Once Hess hits its peak level in the region, which will probably be a bit higher than its current 2021 forecast, the company will shift gears in the Bakken. President and chief operating officer Greg Hill said on the call:
Our current plan on the Bakken ... is to take it to that new peak level, drop the rigs to four (from six in 2018), and then hold it at that new peak level for a number of years. At that point, the Bakken becomes a massive cash generator for the company. So cash flow will be significantly up in the Bakken.

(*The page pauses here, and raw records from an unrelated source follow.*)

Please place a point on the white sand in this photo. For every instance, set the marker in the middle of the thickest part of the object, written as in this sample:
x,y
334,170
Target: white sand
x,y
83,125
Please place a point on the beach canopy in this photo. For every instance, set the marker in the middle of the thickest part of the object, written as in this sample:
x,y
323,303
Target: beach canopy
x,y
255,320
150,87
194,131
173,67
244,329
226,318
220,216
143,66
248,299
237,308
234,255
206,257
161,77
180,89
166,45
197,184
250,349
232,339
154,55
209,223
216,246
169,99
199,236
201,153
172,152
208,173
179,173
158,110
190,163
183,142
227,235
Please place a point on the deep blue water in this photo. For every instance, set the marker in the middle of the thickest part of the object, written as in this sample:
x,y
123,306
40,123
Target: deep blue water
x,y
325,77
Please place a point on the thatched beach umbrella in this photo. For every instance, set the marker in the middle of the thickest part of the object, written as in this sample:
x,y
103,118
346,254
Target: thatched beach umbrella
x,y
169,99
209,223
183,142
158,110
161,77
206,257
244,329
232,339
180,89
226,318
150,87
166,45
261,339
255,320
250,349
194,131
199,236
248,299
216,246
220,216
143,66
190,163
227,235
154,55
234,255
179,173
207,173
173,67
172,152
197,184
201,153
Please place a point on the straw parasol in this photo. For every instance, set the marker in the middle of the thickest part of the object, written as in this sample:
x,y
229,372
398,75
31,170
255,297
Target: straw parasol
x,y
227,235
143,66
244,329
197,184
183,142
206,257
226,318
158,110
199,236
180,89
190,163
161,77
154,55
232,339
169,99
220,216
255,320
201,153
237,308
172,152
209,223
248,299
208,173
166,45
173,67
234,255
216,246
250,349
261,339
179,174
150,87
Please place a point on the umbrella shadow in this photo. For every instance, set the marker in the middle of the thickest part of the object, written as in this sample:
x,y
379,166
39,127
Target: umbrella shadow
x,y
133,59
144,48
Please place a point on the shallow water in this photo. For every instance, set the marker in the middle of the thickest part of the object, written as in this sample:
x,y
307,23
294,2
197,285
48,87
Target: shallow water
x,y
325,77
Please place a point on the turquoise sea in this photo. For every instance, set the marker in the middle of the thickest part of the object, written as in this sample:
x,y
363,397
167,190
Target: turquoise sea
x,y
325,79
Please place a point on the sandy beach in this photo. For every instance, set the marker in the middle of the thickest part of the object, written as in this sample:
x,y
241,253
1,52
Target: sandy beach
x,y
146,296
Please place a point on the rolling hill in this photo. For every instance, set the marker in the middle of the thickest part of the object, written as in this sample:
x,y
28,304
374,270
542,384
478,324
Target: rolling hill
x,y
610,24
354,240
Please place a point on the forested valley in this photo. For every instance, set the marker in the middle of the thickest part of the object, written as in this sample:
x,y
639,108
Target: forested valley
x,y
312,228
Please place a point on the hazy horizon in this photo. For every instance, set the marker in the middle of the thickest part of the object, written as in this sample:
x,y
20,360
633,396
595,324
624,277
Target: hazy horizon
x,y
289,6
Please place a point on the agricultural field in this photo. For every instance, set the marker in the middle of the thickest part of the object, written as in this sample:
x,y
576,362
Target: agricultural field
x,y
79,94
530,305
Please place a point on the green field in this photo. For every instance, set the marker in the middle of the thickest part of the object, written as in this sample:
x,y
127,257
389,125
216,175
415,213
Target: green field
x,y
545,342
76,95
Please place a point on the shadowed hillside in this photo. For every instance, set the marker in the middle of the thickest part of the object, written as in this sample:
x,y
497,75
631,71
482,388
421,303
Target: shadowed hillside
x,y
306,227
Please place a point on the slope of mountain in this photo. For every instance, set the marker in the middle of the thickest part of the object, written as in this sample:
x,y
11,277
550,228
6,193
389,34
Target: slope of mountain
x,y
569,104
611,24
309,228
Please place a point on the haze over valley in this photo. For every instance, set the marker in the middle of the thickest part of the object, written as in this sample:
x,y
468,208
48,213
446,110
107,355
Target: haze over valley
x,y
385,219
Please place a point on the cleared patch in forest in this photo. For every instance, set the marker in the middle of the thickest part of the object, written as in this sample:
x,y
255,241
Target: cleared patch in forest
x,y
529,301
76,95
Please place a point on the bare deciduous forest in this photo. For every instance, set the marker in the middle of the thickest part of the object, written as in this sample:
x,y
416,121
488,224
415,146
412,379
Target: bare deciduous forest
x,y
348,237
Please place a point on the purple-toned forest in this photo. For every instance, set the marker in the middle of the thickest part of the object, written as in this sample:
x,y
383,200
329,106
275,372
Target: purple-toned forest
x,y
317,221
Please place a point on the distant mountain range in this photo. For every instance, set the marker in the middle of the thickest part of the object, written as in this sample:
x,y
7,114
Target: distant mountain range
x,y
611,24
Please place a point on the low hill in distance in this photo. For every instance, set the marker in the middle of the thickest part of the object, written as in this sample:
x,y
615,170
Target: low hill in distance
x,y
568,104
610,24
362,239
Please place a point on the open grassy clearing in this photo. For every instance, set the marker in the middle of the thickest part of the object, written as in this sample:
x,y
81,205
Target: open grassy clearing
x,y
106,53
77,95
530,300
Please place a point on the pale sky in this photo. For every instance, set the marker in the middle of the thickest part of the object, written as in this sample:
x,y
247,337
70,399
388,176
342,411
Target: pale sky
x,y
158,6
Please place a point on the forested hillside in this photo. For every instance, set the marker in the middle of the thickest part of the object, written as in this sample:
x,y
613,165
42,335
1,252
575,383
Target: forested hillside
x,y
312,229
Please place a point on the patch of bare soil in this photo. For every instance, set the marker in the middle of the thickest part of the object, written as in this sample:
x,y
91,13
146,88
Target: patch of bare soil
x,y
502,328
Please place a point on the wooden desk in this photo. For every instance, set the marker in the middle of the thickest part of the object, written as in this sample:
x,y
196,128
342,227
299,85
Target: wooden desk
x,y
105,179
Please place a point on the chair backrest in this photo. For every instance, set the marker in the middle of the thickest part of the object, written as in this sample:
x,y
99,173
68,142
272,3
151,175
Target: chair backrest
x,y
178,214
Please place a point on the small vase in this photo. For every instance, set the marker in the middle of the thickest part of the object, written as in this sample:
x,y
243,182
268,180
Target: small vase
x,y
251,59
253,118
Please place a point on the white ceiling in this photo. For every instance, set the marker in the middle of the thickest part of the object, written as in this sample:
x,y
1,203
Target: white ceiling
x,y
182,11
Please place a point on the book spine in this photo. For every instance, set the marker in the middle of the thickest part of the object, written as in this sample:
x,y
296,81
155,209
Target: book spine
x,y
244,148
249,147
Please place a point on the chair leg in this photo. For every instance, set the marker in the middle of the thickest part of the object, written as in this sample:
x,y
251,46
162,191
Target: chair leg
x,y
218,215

While Hess has enough land in the Bakken to continue drilling at its current pace for 15 years, it's planning to slow down in a few years and convert this asset into another cash generator. That will give it the funds to allocate elsewhere, such as a new growth engine or increased cash returns to investors.
3. Guyana is our future
While the Bakken is Hess' near-term growth engine, Guyana is the future of the company. John Hess stated on the call that "our position in Guyana is truly world-class in every respect and transformational for our company." That's because Hess and its partners ExxonMobil (NYSE:XOM) and China's CNOOC (NYSE:CEO) have already discovered resources totaling an astounding 4 billion barrels of oil equivalent, and have the potential to find billions of additional barrels of oil as they continue exploring their position in the region.
The Exxon-led partnership is already working on its first phase of development, which should come online and begin producing oil by early 2020. Meanwhile, phase two is on track for a mid-2022 start-up, followed by phase three in 2023. All told, Hess believes that the Exxon-operated project could produce as much as 750,000 BOE/D by 2025, with 30% of that output going to Hess. That's a needle-moving amount of oil for a company that's on track to produce 255,000 BOE/D this year. In Hess' estimation, this has it on pace to grow its production by at least a 10% CAGR through 2023, with cash flow expanding at an even faster 25% CAGR over that time frame, assuming oil averages $60 per barrel.
An oil company with a plan to prosper
Hess is starting a new chapter, which will see its growth reaccelerate, powered by its four engines. The company plans to use its two cash engines to feed its dual growth drivers, so it can deliver high-rate production and cash flow growth over the next several years. That expansion plan has the potential to create significant value for long-term investors -- making Hess a great oil stock to buy with the future in mind.